TORONTO -- Prime Minister Stephen Harper hopes an international conference on child and maternal health to be held in Toronto next month will help the world stay focused on what he calls "a great cause."

Harper says Canada remains committed to making progress on the issue, despite the end of a program on the matter looming in 2015.

Harper launched the Muskoka Initiative at the G8 summit hosted by Canada in 2010 and intended it to help address some sobering health figures in poor countries: the hundreds of thousands of women who die in pregnancy and childbirth each year and the millions of children who perish before age five.

The initiative was set up to target two of the eight United Nations Millennium Development Goals that were found to be the most lacking -- reducing child mortality and improving maternal health.

But as figures and information provided by the government have shown, the world is not on track to make the progress it was hoping for on those two development goals by 2015.

Harper says the upcoming three-day Toronto summit, to run May 28-30, will help the international community move closer to those goals.

"We don't want to stand idly by while women and children around the world die for lack of things that are really just very basic, inexpensive remedies that we take for granted," Harper said Monday at Toronto's Mount Sinai Hospital.

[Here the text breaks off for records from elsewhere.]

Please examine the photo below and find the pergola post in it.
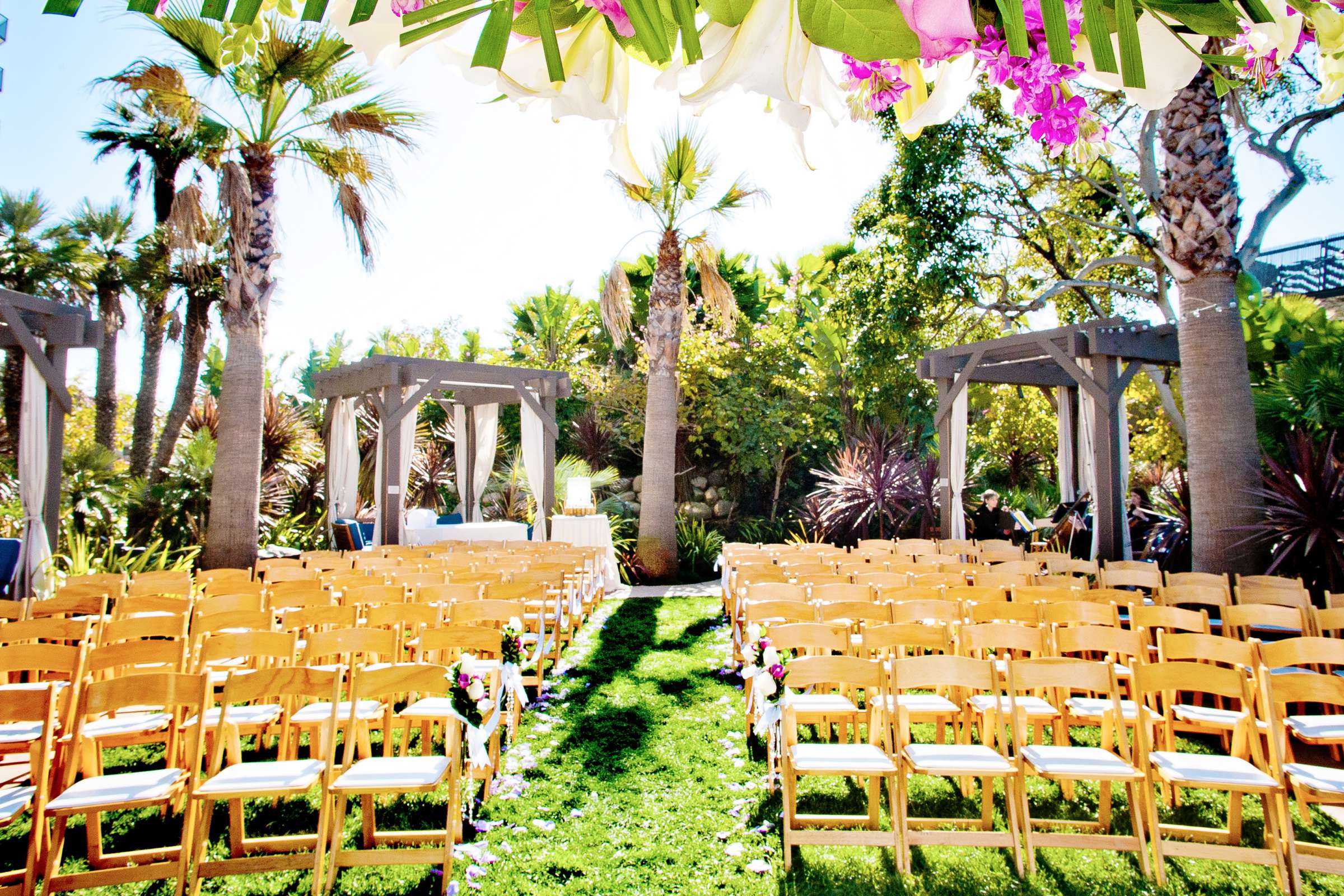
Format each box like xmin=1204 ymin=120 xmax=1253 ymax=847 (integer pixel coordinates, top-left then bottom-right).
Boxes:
xmin=937 ymin=376 xmax=961 ymax=539
xmin=377 ymin=385 xmax=404 ymax=544
xmin=1091 ymin=354 xmax=1128 ymax=560
xmin=41 ymin=345 xmax=67 ymax=552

"That's why we're holding the conference, and we want to push forward until we achieve some of those development goals that the United Nations has set."

Harper added that reducing maternal, newborn and child mortality is the "centre piece" of his government's international development policy.

"Why are we so engaged in this? Well there's really two things -- first of all this is obviously something we care passionately about because it is the right thing to do," he said. "And what we've got in front of us are things that are doable, where we can achieve real positive results for our fellow human beings."

World Vision President Dave Toycen, who was part of a group who met with Harper in Toronto on Monday, said the conference being hosted by Canada will be "critical" to planning next steps in ending preventable child and maternal deaths in the future.

"There are still 6.6 million children dying every year before their fifth birthday and 258,000 women who die in pregnancy and childbirth," said Toycen.

"Canada must keep these children and mothers front and centre in its own development work and in the minds of global leaders as we look beyond 2015. If we don't reach them, we cannot end these senseless deaths."

The upcoming summit called "Saving Every Woman, Every Child," will include United Nations Secretary General Ban Ki-moon, World Health Organization director-general Margaret Chan, and Melinda Gates among its international participants.